Attwell & Laughlin (2001) calculate rat neocortex to use 40 umol of ATP per gram per minute. The average human brain is 1500 grams, about half of which is gray matter (ref ). And ATP is converted to energy at 30.5 kJoule/mol (ref), yielding a human energy wattage for human gray matter of
40 umol * (1 min/60 sec) * 30.5 kJ/min * 1500/2 = 15.2 J/sec = 15.2 W
This is perfectly reasonable, given that a human at rest uses 60-100 W and the brain uses about 20% of that.
The actual number will be somewhat smaller, since rats have a higher density of neurons (cells/gram) than humans.

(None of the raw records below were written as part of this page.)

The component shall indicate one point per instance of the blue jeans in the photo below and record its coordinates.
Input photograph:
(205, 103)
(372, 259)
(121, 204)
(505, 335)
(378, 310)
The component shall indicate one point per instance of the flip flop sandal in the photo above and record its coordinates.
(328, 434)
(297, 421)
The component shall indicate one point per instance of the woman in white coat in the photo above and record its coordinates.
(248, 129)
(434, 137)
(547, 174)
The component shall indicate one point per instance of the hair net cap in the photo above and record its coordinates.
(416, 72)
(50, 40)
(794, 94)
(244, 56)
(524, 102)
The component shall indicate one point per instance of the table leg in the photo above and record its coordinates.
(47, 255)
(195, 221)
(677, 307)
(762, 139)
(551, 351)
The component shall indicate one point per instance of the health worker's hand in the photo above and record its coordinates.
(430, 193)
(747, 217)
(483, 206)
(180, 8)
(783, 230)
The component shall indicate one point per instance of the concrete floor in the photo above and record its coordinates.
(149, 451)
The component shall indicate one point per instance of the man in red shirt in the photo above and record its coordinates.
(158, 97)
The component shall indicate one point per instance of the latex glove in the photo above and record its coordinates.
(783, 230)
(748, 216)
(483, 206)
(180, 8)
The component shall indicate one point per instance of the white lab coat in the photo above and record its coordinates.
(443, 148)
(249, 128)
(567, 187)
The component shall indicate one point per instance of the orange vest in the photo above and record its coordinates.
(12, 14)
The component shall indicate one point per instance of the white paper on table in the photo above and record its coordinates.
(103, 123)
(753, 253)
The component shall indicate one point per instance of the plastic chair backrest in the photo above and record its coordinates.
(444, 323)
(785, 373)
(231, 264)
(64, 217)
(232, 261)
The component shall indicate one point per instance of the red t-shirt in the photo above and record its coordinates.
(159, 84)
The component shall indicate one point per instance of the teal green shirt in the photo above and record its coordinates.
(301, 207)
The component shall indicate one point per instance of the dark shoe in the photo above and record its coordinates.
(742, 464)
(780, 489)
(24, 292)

But on the other hand, human cells are therefore bigger and have more membrane area and synapses per cell to consume energy... so that larger-area effect partially cancels the lower-cell-density effect.
Peter Lennie (2003) uses the Attwell & Laughlin calculations to extrapolate to humans, by tweaking the average size and density of neurons, their synaptic effects, larger brains, etc., along with measured energy use by human cortex. He has lots of unimportant calculations about the fractions of neurons which could be "active" under various circumstances, but the important result of the paper is encapsulated in a single pair of numbers: that a probable average spike rate is 0.16 Hz (once per seven seconds!), and a maximum of 1 Hz.
My conclusion: Average spike rates in monkeys and humans must be in the sub-1-Hz regime. And physiologists ought to measure the average spontaneous activity of the cells they choose for recording, to ensure that the chosen cells are representative of typical cortical cells.